High Commissioner to Nigeria

Personal details
- Born: 7 September 1956 (age 69) Sunyani, Bono Region
- Children: 3
- Alma mater: KNUST University of Lagos
- Profession: Chief Executive Officer

= George Kumi =

Ghanaian diplomat and politician

George Kumi is a Ghanaian former diplomat and a politician.

== Early life and education ==
Kumi was born on 7 September 1956 and hails from Sunyani in the then Brong Ahafo Region (currently Bono Region) of Ghana. He had his bachelor's degree in Land Economy at the KNUST in 1982. He further had his MBA in 1996 from the University of Lagos in Nigeria.

== Career ==
Kumi is a former High Commissioner to Nigeria and former Ambassador to Libya during Kufour's administration. He replaced Alhaji Basit Abdulai Fuseini Danso as the Ambassador of Ghana to Libya. In 2021, he was the Chairman of the Sunyani Stakeholders for Development Association. He was the District Chief Executive for the Sunyani District in the then Brong Ahafo Region of Ghana. He was also the chief executive officer of Georgio-Investment Limited. He was also in partnership with Mark Odu and Company.

== Politics ==
In 2015, Kumi is a member of the New Patriotic Party (NPP). He contested in the NPPs primaries where he lost to Kwesi Ameyaw-Kyeremeh with 387 votes whiles Ameyaw-Kyeremeh had 388 votes in the Sunyani East Constituency.

In the 2016 Ghanaian general election, Kumi contested as an independent parliamentary candidate for the Sunyani East Constituency and lost.

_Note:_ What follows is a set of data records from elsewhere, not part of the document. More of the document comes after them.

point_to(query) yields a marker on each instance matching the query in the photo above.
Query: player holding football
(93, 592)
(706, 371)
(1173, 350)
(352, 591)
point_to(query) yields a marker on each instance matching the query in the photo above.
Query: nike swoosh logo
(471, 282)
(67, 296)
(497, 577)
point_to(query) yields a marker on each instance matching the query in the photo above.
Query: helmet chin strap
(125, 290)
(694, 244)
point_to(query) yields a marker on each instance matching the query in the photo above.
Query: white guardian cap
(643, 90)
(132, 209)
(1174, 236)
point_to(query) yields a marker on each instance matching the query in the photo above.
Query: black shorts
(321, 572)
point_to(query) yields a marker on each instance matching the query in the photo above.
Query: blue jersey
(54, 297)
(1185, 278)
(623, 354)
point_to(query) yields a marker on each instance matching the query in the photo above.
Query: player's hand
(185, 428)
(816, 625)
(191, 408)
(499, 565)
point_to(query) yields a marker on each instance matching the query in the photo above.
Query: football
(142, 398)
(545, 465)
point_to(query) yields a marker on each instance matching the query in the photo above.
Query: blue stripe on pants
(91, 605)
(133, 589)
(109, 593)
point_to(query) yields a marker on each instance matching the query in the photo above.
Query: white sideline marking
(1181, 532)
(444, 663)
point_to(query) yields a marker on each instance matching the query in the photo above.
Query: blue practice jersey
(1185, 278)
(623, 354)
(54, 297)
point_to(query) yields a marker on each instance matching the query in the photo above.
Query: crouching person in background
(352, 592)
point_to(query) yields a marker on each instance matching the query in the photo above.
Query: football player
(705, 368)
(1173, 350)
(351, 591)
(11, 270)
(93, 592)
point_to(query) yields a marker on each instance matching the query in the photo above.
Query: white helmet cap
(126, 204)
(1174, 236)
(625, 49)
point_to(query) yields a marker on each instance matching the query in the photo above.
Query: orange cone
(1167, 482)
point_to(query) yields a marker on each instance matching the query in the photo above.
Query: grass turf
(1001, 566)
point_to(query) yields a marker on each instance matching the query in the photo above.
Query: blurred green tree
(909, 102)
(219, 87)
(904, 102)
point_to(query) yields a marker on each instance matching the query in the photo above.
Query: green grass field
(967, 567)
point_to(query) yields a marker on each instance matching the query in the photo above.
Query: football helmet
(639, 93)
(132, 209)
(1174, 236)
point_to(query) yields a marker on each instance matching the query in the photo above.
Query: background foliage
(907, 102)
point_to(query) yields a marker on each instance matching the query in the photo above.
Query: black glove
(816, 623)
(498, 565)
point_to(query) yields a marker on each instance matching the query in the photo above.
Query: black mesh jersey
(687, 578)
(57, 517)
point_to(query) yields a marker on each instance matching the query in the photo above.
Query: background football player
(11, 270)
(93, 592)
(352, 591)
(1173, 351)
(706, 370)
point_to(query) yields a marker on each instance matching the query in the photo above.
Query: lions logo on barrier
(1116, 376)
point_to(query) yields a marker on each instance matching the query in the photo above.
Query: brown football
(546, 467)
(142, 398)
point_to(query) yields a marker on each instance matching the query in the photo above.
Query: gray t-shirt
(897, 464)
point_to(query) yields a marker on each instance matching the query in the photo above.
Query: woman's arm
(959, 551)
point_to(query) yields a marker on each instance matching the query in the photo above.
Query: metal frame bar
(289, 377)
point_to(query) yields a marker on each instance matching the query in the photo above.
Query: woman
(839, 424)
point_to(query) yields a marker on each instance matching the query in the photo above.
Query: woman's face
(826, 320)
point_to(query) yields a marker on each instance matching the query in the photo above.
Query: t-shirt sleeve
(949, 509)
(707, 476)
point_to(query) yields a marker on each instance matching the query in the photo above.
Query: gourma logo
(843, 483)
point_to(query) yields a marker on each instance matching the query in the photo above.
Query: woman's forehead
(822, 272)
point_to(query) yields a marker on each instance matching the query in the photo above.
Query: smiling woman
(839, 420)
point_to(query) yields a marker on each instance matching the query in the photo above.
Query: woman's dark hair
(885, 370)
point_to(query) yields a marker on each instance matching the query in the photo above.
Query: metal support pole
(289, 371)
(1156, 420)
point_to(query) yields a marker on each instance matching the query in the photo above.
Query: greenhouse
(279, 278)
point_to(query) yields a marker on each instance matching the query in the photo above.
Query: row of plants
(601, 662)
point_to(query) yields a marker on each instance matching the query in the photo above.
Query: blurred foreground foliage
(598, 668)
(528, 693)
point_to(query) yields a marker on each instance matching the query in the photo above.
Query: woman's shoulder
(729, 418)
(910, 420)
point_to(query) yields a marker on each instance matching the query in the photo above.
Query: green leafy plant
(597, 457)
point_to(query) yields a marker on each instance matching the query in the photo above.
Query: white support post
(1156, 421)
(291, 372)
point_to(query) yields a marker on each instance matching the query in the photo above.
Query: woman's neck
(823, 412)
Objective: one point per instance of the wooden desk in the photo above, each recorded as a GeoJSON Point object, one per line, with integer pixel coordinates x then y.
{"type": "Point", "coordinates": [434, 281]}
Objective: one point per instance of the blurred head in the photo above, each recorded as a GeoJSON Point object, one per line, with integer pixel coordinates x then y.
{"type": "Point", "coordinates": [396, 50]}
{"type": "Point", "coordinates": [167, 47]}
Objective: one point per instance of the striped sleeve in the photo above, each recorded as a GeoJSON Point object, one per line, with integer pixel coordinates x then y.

Kumi had 15, 911 votes which represented 22.79% of the total votes whiles the Incumbent Ameyaw-Cheremeh had 38,009 votes which represented 54.45% of the total votes.

In 2020, he decided not to contest in New Patriotic Party primaries in Sunyani East Constituency.

== Personal life ==
Kumi is married with three children. He enjoys travelling and reading.

== Philanthropy ==
In 2020, Kumi presented a sum of ¢10,000, paraphernalia, about 400 T-shirts and five motorcycles to the Bono Regional branch of the NPP.